1. The manufacturer doesn’t make it anymore.
2. I can’t get it as quickly as I would like, or at all.
3. It keeps breaking.
4. It costs too much.
5. I don’t like (insert manufacturer or vendor company name).
All of these are valid reasons for finding a replacement.
The problem is, there is not always a direct cross-reference to a new item. Some manufacturer’s make it easy by giving you a table with other vendor’s part numbers to make it easier, but often it is necessary to look at the product’s specifications to determine if a replacement is compatible.
For items such as sensors it is usually pretty simple. Fortunately, there are a lot of standards that sensor manufacturers adhere to when they create a product. Connectors have become standardized (Micro and Pico quick-disconnect or QD, 3,4 or 5 pin). Output types are consistent (NPN or PNP, 4-20mA or 0-10v). Even physical characteristics often match; other than the color difference, many photoeyes are the same shape and can be mounted in the same brackets. Inductive proximity sensors come in standard sizes of 8mm, 12mm, 18mm and 30mm.
It is still important to read and understand the sensor spec sheet. Photoeyes have different configurations depending on the target. This will affect the mounting method and cabling. Inductive proxes may be shielded or unshielded or have special features for washdown or weld immunity. There are also many special purpose sensors to meet other requirements; convergent beam photoeyes, addressable sensors for Fieldbus networks and proxes that only pick up certain types of metal are just a few.
When it comes to analog and process control sensors there are other issues that need to be addressed. There are often many programmable features that may or may not be desired. Mounting methods and cabling can also vary and may add cost to the replacement. Replacing a signal cable in a process plant can cost much more time and money than on a stand-alone machine.
On a recent project I was asked to find a lower cost replacement for the pressure sensors used for tank levels. After spending a lot of time researching and comparing specifications (which also costs money) I determined that there was no direct replacement for the sensor and that the mounting or cabling would have to be replaced. Both of these options would involve process downtime. In the long run it would save money, but there was an immediate cost involved with the substitution in both time and money. This possibly explained why the pressure sensors they were using cost so much; there was effectively a monopoly on that configuration.

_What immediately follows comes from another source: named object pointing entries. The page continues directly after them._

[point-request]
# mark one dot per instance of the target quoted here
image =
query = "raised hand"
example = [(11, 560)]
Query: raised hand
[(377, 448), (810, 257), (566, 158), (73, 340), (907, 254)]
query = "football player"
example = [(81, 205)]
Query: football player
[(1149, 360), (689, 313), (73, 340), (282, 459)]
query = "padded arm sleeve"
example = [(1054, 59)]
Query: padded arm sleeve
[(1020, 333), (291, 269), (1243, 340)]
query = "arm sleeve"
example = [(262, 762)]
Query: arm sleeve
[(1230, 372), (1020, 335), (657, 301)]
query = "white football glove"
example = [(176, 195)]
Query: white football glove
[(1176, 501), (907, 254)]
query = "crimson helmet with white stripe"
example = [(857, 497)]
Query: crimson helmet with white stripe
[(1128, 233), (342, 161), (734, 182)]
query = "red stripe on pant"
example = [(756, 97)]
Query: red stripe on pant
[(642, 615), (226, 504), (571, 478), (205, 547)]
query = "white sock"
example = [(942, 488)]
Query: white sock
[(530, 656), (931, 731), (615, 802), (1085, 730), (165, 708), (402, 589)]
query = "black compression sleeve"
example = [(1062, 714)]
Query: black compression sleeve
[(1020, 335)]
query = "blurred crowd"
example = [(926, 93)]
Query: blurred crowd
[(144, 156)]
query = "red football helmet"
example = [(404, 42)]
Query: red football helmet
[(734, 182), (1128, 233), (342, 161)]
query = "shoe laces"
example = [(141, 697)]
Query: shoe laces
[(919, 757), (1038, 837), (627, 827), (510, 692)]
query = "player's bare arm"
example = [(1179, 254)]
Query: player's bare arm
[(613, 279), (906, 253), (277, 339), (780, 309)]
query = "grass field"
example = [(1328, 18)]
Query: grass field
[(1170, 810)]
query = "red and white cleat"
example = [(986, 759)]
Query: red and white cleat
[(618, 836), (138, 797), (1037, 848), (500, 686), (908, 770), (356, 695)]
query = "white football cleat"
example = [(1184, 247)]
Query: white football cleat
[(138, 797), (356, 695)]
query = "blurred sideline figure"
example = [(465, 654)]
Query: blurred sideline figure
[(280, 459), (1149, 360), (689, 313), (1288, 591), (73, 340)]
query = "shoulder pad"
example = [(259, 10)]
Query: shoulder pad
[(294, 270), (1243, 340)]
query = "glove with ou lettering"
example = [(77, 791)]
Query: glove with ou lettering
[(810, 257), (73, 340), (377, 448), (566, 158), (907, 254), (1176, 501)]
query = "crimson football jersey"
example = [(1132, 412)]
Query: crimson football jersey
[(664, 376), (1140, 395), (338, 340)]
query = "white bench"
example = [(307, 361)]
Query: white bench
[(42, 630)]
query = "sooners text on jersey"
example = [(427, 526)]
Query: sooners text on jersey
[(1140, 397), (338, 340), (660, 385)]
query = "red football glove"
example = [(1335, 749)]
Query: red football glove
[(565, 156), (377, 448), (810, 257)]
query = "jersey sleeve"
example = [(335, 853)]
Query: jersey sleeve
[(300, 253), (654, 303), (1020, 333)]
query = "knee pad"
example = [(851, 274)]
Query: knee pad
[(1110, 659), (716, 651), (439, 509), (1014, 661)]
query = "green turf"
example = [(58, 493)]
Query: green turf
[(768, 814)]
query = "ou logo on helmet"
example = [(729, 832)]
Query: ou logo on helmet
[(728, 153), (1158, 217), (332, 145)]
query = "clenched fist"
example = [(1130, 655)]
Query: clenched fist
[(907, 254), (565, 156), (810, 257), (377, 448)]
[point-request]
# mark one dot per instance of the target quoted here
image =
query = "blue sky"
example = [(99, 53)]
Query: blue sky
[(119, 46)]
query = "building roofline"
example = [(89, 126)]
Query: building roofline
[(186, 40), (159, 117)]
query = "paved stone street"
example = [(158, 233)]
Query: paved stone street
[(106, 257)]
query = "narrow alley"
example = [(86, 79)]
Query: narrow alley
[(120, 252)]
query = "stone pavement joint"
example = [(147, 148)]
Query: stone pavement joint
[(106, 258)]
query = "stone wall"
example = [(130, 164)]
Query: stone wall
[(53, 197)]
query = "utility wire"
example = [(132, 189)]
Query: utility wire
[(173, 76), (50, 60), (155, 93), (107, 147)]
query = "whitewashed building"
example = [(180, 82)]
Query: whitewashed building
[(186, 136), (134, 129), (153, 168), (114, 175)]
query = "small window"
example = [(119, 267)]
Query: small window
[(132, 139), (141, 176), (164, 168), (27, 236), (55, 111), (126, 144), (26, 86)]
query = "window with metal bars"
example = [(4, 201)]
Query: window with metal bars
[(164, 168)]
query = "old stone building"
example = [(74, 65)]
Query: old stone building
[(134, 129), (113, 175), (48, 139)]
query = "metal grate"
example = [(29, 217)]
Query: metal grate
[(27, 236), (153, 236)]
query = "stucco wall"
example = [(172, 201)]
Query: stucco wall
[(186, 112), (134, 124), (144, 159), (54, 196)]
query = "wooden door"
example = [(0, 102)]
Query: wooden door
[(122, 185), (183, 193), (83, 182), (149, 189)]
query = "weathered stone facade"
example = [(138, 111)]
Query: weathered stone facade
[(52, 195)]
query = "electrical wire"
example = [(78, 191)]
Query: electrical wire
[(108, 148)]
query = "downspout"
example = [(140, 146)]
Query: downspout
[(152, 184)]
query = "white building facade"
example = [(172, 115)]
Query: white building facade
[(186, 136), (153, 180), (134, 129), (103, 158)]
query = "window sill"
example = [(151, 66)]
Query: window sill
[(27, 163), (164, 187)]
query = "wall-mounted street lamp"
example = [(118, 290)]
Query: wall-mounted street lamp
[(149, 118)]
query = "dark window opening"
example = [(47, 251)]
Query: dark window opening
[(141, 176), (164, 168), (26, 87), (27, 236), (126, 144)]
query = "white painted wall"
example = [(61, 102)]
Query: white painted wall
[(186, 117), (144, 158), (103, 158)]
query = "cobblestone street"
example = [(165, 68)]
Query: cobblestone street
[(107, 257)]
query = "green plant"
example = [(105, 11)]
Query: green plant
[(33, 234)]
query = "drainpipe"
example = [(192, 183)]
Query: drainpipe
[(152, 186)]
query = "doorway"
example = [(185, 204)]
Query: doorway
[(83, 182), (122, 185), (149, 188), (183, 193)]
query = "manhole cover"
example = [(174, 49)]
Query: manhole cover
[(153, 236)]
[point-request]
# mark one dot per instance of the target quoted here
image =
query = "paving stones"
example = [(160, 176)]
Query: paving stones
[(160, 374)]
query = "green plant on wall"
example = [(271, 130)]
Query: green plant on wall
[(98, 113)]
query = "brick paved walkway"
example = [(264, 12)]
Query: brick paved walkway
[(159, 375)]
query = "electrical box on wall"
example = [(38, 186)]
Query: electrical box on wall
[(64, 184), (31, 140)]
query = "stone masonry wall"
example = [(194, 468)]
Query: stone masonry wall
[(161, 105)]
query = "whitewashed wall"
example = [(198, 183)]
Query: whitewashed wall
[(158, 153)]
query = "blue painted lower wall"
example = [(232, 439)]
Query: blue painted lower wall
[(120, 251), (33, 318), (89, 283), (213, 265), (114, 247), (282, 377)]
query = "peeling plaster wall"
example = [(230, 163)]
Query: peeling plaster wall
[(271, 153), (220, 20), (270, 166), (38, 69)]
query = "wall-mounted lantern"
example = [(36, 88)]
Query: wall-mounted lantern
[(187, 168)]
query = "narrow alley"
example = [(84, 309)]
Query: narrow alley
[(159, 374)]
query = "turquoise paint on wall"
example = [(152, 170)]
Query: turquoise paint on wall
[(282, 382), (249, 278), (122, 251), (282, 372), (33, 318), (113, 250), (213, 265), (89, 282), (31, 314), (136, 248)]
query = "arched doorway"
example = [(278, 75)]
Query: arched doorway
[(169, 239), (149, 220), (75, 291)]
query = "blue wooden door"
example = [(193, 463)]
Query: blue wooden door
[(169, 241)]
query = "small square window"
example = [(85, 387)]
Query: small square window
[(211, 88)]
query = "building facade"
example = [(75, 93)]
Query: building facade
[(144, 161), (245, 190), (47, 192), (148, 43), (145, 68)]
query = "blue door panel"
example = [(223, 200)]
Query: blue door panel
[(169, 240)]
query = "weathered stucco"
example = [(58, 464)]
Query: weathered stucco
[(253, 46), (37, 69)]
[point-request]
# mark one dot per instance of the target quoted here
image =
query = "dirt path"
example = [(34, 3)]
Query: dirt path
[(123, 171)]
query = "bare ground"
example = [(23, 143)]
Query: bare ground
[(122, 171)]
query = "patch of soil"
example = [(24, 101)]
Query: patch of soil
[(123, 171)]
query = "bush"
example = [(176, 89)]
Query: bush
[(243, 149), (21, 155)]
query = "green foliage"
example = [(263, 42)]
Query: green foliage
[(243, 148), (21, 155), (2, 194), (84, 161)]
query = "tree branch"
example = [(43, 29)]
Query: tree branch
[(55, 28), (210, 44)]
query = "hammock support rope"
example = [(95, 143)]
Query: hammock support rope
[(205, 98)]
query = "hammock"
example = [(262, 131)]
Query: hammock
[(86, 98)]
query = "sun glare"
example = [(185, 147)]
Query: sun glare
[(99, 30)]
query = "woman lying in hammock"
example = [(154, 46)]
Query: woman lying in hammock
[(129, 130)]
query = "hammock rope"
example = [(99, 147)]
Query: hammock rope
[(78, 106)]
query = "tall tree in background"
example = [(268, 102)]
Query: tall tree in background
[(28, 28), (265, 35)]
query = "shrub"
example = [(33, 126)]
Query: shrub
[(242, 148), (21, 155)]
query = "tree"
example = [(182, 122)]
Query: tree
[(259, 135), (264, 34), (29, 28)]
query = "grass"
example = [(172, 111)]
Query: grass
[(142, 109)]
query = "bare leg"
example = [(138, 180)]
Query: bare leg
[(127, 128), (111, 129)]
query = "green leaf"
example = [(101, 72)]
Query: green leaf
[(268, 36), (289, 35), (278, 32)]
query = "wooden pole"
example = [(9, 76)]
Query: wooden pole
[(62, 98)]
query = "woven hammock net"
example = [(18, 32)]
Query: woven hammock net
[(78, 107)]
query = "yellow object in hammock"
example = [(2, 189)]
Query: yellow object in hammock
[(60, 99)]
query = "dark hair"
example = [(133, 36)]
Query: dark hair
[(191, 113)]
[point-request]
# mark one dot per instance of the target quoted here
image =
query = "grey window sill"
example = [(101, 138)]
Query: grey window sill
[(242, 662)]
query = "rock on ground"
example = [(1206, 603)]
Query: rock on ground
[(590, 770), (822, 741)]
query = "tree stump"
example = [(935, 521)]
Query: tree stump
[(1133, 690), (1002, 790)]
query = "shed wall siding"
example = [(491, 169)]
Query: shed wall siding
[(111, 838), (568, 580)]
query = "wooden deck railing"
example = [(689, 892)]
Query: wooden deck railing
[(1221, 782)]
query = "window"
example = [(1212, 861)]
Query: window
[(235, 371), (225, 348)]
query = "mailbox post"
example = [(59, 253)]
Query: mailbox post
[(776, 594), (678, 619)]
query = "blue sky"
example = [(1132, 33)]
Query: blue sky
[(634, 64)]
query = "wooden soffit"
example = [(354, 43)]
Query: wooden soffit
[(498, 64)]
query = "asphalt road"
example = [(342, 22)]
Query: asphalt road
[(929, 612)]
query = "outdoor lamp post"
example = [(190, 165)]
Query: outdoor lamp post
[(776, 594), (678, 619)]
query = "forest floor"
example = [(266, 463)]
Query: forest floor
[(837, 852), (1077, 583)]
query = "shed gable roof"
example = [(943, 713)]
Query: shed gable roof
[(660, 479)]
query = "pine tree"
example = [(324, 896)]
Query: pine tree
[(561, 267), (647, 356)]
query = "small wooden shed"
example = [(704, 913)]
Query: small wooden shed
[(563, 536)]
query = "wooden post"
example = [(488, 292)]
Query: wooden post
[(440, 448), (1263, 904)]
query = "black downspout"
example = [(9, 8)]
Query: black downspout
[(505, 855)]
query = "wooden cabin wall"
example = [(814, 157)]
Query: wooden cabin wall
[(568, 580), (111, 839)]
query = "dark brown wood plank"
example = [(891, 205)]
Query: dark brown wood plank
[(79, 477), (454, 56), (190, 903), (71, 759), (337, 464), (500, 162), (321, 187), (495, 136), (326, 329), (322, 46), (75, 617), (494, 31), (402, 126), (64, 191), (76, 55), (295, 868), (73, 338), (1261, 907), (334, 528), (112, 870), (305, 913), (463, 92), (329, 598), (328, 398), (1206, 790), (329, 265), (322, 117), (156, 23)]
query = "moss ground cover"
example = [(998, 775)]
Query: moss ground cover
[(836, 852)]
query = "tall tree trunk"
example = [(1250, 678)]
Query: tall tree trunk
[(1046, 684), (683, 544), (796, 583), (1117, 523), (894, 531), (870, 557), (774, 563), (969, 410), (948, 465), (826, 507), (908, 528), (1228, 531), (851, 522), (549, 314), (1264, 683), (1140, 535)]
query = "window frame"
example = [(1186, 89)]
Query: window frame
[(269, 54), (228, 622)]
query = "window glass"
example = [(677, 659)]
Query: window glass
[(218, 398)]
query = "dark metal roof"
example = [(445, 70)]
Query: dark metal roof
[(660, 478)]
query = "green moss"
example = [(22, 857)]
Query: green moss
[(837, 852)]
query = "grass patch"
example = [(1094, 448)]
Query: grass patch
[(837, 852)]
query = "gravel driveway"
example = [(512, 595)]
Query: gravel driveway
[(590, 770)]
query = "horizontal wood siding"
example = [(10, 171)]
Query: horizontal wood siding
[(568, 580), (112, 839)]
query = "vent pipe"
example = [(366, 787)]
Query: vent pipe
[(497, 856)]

All of the replacement candidates also had much more configurability than the original. Whereas the range could be set with dip switches and there were only two wires (and a shield) to connect on the more simple original, all of the newer, lower cost replacements were programmable. You would think this would be a good thing, but it made replacement a much more complex process. The customer simply didn’t need all of these features.
Physical aspects of a substitution are important. Again, components like motors have standardized mounting and shaft sizes and power ratings. Pneumatic cylinders are also usually easily substituted. If shaft sizes don’t easily line up there are usually commercially available couplings that will do the trick. As a last resort you can have one made, but keep in mind the documentation and spare parts aspect of doing so.
When it comes to replacing major items in an automation system there are often hidden difficulties and costs. You might think you want to migrate from your current controls platform to a lower cost one, but training, software licenses and spare parts play a major part in the decision. Conversion of a PLC, HMI or SCADA program is very costly and time consuming if it can be done at all. This is why the major players in the controls market tend to keep their market shares.
At the same time, sometimes it can be more economical to switch platforms when a system becomes obsolete. I was contacted last week by a company that had a WonderWare system running on an old Windows 98 computer. They had lost their documentation and the company that had installed the system was no longer in business. The first thing I investigated was whether a simpler solution could be implemented.
New developments in HMIs and software have made it easy to lower the cost of reproducing an older system. PLCs have much more memory and can now be used to archive production data for a longer period before transferring it to a program such as Excel or Microsoft Access. I have seen several systems that had something like WonderWare or RSView32 running on a computer where no data was being collected at all. If the only thing you are doing with your computer is interfacing with the machine, this is overkill. It is also more expensive and difficult to maintain.
To conclude, here are some additional things to consider when you decide to substitute a component, device or platform in your automated system:
1. Electrical Interface/Signal Compatibility: AC/DC, voltage/frequency, PNP/NPN, 0-10v/4-20mA and physical cable connections. Communications drivers and cabling between devices.
2. Physical Compatibility: Mounting method and space constraints, environmental issues such as washdown and temperature, special purpose factors such as explosion proof or intrinsic safety, physical interfacing with other components such as couplings.
3. Support Compatibility: Is the item easily obtained if it fails, are there local people who can help me if the software needs to be modified? Are my own people experienced with the item or platform or can they get training?
Cross referencing really can be an art. If successful it can save a company time and money, whereas if it is not done properly it can create major headaches. It is also a learned skill that can be important in a career. As with other engineering skills, it is important to pay attention to detail and consider the hidden costs!